Reynolds points out the practical challenges that long improvisations can present when relating to their fans. "It's hard to make a video out of a 13-minute song," he says. "Or when you have a 45-minute set to fill: 'Which of our 20-minute songs do we play?'"

With the 2016 album "Orion," the songs had a sense of urgency. The band needed product. There was less polish and thought; there was more spontaneous energy.

"What I really treat as the beginning of what is now King Buffalo is the 'Orion' record, our first full-length," McVay says. "That's when we figured out what our sound was really going to be."

Named for the pride of Poseidon's loins, the album sounds to McVay like a "heavy, fuzzy blanket," while the 2018 EP "Repeater" included more improvisation and more synthesizers. "Longing to Be the Mountain" drew from both sound worlds. "We wanted to be as soft as we'd ever been, and loud and rock 'n' roll at the same time," he says. "So that was our dynamic record."

King Buffalo plans on releasing both an EP and an LP next.
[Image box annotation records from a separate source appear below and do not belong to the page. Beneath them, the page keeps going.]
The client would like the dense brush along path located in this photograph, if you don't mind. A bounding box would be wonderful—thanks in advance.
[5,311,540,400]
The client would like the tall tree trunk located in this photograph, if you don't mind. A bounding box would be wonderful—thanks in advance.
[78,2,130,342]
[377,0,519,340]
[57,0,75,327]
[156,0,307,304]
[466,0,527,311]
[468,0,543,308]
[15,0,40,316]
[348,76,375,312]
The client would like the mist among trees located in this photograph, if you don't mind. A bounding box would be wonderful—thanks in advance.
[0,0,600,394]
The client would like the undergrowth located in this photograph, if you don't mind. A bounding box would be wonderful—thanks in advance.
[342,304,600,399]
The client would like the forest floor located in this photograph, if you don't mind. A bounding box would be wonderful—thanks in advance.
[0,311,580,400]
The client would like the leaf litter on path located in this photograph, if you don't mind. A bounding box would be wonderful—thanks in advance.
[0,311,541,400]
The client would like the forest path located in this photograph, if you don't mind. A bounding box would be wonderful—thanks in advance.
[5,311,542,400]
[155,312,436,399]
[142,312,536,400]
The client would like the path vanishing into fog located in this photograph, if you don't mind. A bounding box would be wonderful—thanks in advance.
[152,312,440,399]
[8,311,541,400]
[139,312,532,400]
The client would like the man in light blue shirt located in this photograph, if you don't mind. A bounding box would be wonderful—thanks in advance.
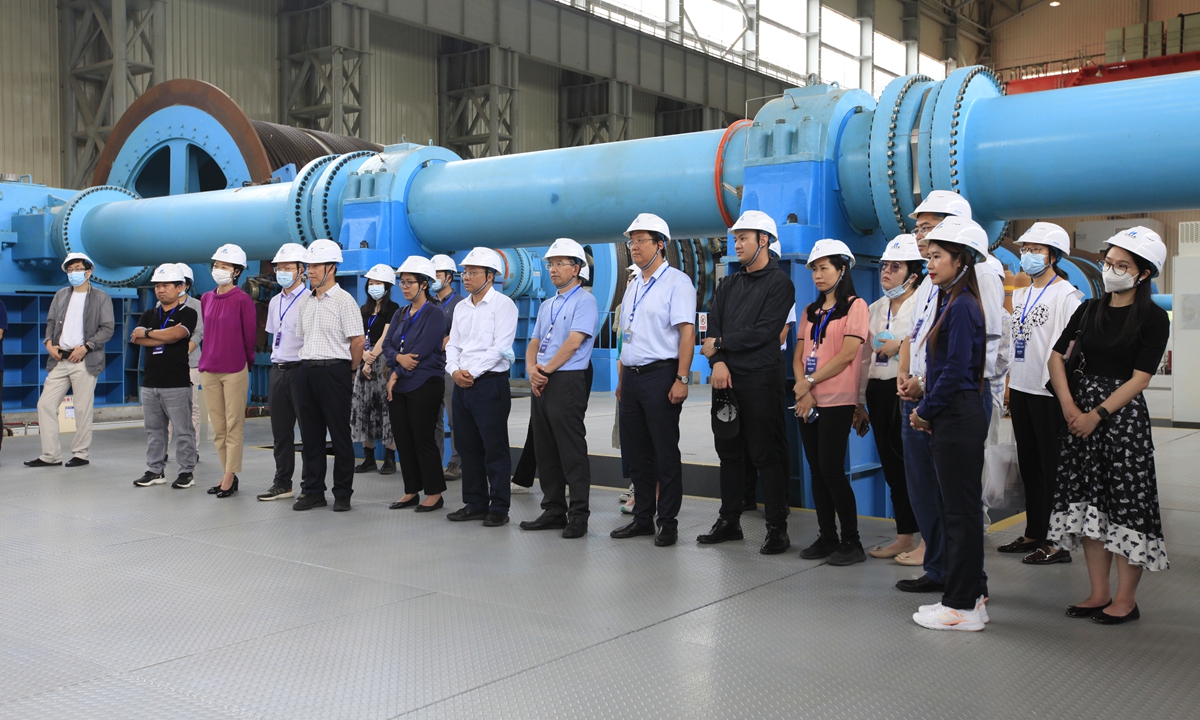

Each medium scratches its own itch. "I think you can get a little weirder on an EP," Donaldson says. "You can do what you want. It's a short release, where I think an LP needs to be a little more complete."

"I like EPs when it's a cohesive thought and it's meant to be an EP," McVay says. "I like it to be a snapshot, not just a collection of songs."

Talking to the band, you can get a sense of its perseverance, its dedication, and the musicians' mutual admiration for one another. It seems nothing could bring them down or prompt them to quit.

In the van, it's pretty boring, all three guys say. There are no alcohol or drug problems or emotional baggage that can derail a tour fairly quickly. "We're pretty quiet," McVay says. "Lots of talk radio. We go to bed early."

Though they come from this dirty little city along the mighty Genesee, a King Buffalo sighting in Rochester is becoming increasingly rare. When the band is home, and not recording or playing a gig, the guys like to go and see local favorites like Overhand Sam or False Pockets.

On first glance, the guys in King Buffalo don't seem like world travelers. But the band you'll see on the Bug Jar stage on Nov. 23 has played on the Italian island of Sardinia, been wowed by the mountains in Norway, and dealt with shady promoters — like one in Tulsa, Oklahoma, who came up short with the band's bread.

Reynolds remembers him well: "He tried to pay us in precious gems and CDs."